Workforce Management Featured Article
Employee Engagement Begins and Ends with Call Center Management
While the economy still seems to be straggling to most American workers, many of whom have been stuck in jobs they don’t like for years - as the high unemployment rate kept the “help wanted” lists meager- conventional wisdom tells us that eventually, the economy will pick up. When it does, hiring will escalate and employees will have more choices about whether to stay or depart from their current jobs. This, in turn, will spike turnover for most American companies.
No company wants a mass exodus. It’s expensive and disrupting to business. For this reason, it’s critical for companies to begin boosting employee engagement today. Engaged employees (which represent only a small fraction of American workers) are more likely to stick around, value the work they do and contribute to company goals. This puts the onus on managers to take steps to increase employee engagement, according to a recent article by William L. Bouffard writing for Monster.
“The key to engaging employees is to first understand how they feel about the company, culture and business practices,” writes Bouffard. “Equally important are their perceptions of management effectiveness. For many management teams these are unknowns.
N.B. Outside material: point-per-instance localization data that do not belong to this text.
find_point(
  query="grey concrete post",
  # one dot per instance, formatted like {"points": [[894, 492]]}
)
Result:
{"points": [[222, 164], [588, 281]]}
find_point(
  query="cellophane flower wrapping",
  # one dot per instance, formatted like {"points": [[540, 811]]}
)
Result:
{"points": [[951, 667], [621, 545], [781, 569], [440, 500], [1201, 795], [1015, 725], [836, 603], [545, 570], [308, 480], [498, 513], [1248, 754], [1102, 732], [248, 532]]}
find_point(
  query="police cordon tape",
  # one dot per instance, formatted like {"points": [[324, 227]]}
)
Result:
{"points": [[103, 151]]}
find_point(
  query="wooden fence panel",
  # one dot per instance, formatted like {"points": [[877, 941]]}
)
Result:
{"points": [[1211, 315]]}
While there’s no patented recipe for insuring employee engagement, there are many harmful management attitudes and behaviors that can make achieving employee engagement downright impossible.”
The steps good managers must take ensure that employees understand the company’s goal and vision and can translate it into real-time actions. It also means that managers must practice what they preach and be accountable for their own actions. It means banishing internal competition, which leads to harmful behaviors, and encouraging collaboration among teams and departments.
One of the most important steps is to listen to employees, according to Bouffard.
“Do employees readily provide suggestions to improve the business?” he asks. “If not, then it means they feel management doesn’t want to hear their opinions. Is criticism stifled from flowing up the organizational structure? If so, then the organization suffers from a culture of fear which is the antithesis of employee engagement.”
Contact center technology such as workforce management can go a long way toward achieving these goals, ensuring that employees are properly trained without disruption to the schedule, that agents have time to collaborate with one another, and that managers are coaching front-line workers regularly, sometimes in real-time as they handle difficult transactions. The transparency that modern workforce management solutions lend to contact center work – ensuring more fairness and banishing accusations of favoritism – can keep morale up and be an important tool to fostering employee engagement.
In the end, employees who feel that they have more control over their jobs and a bigger stake in personally contributing to the company’s success, will be the employees who stick around and increase their value with experience.